Hydrogen metallurgy process under the background of carbon neutrality may be popular

In contrast, the gas-based direct reduction shaft furnace process plays an important role in controlling the input of carbon-containing raw materials from the source and the final output of carbon dioxide. A gas-based direct reduction shaft furnace converts iron ore to direct reduced iron (DRI) by using a mixture of hydrogen and carbon monoxide instead of carbon monoxide as a reducing agent, which is then fed into an electric furnace for further smelting. Obviously, because hydrogen is the main reducing agent, its final product, carbon dioxide emissions will be effectively controlled. Compared with the hydrogen rich reduction blast furnace, the carbon dioxide emission per ton of iron ore smelting using the gas base direct reduction shaft furnace process is reduced by more than 50%. Taking the existing traditional long process iron making technology as an example, carbon dioxide emissions per ton of steel have dropped from the existing nearly 2 tons to less than 1 ton, which undoubtedly brings new possibilities for China to achieve carbon peak and carbon neutrality goals.

In addition to the existing use of hydrogen-carbon monoxide mixture for iron ore smelting, the exploration of pure hydrogen iron making in the industry has also been actively promoted. This process will reduce CO2 emissions by 98% compared to the long process, once again creating new possibilities for cleaner production in the steel industry. Of course, under the existing conditions, due to the strong endothermic effect of hydrogen reduction, the gas volume of the full hydrogen shaft furnace will increase significantly, the reduction rate will also be affected, and the full hydrogen has high requirements for equipment and operation, etc., and the full hydrogen metallurgy technology can not be promoted and applied in a large area in a real sense.

In summary, under the background of carbon peaking and carbon neutrality, the gas-based direct reduction shaft furnace process will be the mainstream hydrogen metallurgy technology means in China in the short term, and the further maturity of the process will also be the main exploration direction of the industry.

Analysis of important factors restricting the development of hydrogen metallurgy process

Gas-based direct reduction shaft furnace process undoubtedly brings a new idea for carbon control and emission reduction in China, but there are many problems in front of us. In addition to the equipment line production of the process, operator training and other factors, the source of hydrogen has a direct impact on the actual promotion and application of this technology.

The existing hydrogen production process is mainly divided into three categories: hydrogen production from fossil energy, industrial by-product hydrogen, and hydrogen production from electrolytic water. Fossil energy hydrogen production mainly includes coal hydrogen production and natural gas hydrogen production, of which the former as a low cost hydrogen production technology in the domestic development is more mature, it is estimated that in the case of raw coal (carbon content of more than 80%) 600 yuan/ton, the production cost is 8.85 yuan /kg, of which the raw material cost accounts for only 15%-20%. Compared with the 70% raw material cost ratio of natural gas hydrogen production, the cost of coal hydrogen production technology is more controllable.
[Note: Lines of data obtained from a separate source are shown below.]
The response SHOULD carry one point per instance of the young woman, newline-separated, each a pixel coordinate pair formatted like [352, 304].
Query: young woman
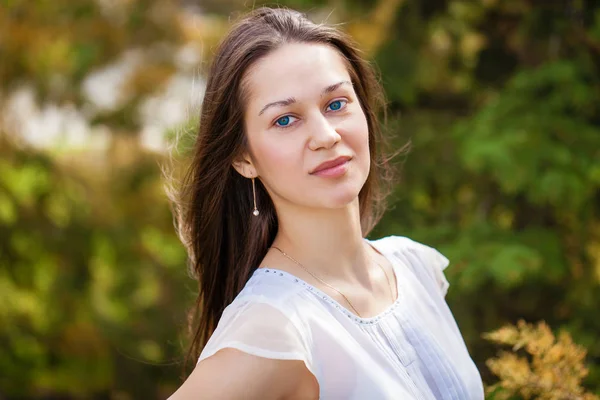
[284, 185]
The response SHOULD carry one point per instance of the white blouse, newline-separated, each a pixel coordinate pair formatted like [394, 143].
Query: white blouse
[412, 350]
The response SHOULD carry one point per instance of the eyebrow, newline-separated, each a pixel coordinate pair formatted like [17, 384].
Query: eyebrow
[292, 100]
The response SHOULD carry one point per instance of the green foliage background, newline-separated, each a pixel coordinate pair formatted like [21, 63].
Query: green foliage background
[500, 99]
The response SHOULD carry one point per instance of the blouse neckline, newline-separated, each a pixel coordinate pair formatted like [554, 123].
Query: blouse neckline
[351, 316]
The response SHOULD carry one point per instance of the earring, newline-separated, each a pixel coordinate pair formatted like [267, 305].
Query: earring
[255, 212]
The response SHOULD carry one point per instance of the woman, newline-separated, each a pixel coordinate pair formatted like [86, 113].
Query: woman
[284, 185]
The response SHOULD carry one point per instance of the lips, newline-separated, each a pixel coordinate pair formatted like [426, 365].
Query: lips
[330, 164]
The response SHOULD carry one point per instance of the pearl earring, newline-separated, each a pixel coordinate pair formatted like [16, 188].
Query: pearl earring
[255, 212]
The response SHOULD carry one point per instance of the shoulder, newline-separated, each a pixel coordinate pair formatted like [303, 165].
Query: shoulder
[257, 350]
[234, 374]
[424, 261]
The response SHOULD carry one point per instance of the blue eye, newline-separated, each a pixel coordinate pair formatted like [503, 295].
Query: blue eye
[283, 121]
[336, 105]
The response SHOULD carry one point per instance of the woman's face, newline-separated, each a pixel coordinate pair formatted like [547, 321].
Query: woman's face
[302, 111]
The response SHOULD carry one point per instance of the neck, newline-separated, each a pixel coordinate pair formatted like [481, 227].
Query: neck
[327, 242]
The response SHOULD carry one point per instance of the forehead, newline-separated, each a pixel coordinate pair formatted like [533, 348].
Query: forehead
[294, 70]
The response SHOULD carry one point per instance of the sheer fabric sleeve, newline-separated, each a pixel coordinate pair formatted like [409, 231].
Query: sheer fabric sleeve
[430, 261]
[260, 329]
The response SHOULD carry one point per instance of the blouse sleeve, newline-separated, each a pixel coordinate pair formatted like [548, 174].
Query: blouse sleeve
[260, 329]
[429, 261]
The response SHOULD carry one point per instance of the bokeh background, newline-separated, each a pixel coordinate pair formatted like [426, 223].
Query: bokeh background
[499, 98]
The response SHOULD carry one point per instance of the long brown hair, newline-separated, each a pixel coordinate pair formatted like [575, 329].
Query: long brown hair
[213, 207]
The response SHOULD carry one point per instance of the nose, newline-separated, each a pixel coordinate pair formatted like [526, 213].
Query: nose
[323, 134]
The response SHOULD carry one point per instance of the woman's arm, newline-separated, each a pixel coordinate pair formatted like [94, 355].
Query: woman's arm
[233, 374]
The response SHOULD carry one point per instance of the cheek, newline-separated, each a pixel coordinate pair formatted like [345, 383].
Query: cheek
[277, 157]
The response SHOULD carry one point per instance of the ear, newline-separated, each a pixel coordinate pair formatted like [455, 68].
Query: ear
[244, 166]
However, because the process of coal to hydrogen will extend more carbon footprint, this feature is contrary to low-carbon goals such as energy conservation and emission reduction. In recent years, coke oven gas hydrogen production, light cracking hydrogen production, chlor-alkali by-product hydrogen production as the main industrial by-product technology has been developed. These three hydrogen production processes theoretically produce high purity hydrogen, but the key to restricting its development is whether its raw materials are in sufficient supply. In the existing relatively mature electrolytic cell technology, proton exchange membrane (PEM) and alkaline electrolytic cell (AE) although the technology is not a problem, but due to the high cost of electricity, it has not been widely used. According to market electricity price estimates, the cost of hydrogen production by electrolytic water is about 30-40 yuan /kg.
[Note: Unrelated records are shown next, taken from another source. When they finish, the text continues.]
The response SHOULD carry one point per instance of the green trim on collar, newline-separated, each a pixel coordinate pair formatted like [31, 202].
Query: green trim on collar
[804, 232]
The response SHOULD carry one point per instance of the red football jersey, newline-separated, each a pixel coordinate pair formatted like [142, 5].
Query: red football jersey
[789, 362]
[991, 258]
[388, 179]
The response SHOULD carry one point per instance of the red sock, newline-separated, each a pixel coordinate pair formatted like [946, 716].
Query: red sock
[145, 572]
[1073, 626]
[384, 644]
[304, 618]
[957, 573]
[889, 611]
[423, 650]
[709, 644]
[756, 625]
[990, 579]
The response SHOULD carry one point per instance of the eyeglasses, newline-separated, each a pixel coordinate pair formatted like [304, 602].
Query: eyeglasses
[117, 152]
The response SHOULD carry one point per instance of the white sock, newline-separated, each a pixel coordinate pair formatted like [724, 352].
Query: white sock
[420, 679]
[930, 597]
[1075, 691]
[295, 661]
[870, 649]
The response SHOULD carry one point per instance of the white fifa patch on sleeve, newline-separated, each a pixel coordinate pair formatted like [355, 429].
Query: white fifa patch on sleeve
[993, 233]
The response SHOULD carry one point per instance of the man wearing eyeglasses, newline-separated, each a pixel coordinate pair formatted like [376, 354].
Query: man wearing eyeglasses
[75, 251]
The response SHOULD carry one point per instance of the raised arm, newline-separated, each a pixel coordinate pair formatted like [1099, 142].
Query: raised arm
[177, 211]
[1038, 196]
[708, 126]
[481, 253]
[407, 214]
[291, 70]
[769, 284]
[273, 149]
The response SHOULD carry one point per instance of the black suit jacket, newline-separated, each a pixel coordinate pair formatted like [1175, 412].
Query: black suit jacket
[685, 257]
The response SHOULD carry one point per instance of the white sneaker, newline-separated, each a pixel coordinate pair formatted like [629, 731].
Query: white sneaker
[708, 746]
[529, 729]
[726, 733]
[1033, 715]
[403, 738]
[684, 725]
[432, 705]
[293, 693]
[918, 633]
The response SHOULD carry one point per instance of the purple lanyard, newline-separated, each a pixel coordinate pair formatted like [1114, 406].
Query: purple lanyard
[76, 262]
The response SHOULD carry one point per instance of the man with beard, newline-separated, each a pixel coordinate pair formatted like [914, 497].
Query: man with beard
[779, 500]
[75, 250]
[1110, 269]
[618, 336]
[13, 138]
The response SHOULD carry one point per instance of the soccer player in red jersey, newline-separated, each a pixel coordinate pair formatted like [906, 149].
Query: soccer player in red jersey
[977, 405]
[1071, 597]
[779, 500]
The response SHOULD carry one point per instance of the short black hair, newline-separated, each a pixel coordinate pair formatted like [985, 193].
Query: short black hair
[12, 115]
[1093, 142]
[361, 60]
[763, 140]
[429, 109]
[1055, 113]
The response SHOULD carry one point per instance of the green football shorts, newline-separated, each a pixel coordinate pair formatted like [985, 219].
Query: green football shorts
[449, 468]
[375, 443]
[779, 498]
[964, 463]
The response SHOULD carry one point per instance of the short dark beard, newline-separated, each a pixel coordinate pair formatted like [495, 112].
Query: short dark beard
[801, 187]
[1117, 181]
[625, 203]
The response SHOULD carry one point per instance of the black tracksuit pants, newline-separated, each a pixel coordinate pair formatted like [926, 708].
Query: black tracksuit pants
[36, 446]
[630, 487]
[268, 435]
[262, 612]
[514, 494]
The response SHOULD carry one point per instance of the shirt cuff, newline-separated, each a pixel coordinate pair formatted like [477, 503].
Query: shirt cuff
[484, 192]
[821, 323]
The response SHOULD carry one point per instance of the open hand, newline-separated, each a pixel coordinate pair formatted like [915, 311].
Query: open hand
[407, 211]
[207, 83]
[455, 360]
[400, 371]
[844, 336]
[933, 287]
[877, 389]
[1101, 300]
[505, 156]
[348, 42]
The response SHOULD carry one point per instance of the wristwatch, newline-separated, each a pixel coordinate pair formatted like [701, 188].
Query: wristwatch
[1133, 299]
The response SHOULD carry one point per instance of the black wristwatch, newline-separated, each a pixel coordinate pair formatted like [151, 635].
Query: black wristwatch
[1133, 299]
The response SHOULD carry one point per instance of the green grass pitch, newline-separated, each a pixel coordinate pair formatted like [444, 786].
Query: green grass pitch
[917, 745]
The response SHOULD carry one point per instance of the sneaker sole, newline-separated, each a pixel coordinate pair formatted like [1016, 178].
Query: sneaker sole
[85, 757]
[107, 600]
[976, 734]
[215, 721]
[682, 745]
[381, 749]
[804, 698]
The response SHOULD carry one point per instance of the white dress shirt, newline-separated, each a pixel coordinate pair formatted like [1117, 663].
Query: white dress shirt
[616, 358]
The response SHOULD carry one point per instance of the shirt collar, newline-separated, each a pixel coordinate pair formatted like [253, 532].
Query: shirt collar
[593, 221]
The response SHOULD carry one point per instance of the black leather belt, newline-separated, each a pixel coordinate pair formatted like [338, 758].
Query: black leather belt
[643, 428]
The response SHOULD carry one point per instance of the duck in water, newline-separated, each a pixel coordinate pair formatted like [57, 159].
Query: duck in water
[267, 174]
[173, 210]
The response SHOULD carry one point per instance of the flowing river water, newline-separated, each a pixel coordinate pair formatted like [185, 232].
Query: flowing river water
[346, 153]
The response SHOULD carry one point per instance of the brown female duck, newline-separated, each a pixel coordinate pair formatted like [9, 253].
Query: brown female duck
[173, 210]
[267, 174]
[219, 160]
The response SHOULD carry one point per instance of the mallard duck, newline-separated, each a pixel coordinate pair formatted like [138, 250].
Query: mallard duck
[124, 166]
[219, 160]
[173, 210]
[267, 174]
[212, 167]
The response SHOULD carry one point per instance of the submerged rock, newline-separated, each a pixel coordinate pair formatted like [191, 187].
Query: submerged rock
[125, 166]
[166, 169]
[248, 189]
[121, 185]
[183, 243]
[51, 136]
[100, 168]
In the above three hydrogen production processes, the purity of the finished hydrogen obtained by electrolytic water hydrogen production can be as high as 99% in theory, compared with other ways, electrolytic water hydrogen production undoubtedly has an absolute advantage in the key indicator of hydrogen purity. Of course, with the existing power supply situation, it is obviously impossible to popularize electrolytic water hydrogen production in a large area, but considering the development of clean energy power generation in China, the future use of such as biological energy, nuclear energy as a source of electrolytic water hydrogen production power may bring more possibilities for the further development of the process.

Sum up

For a long time, China's hydrogen metallurgy process has not ushered in rapid development due to technical, cost and other factors. However, in the new situation of carbon neutrality, the development of hydrogen metallurgy process has once again gained new momentum. At the same time, with the maturity of the relevant hydrogen production process and the reduction of the cost of hydrogen production brought about by the development of the new energy industry, it will also provide a strong guarantee for the development of hydrogen metallurgy process in China.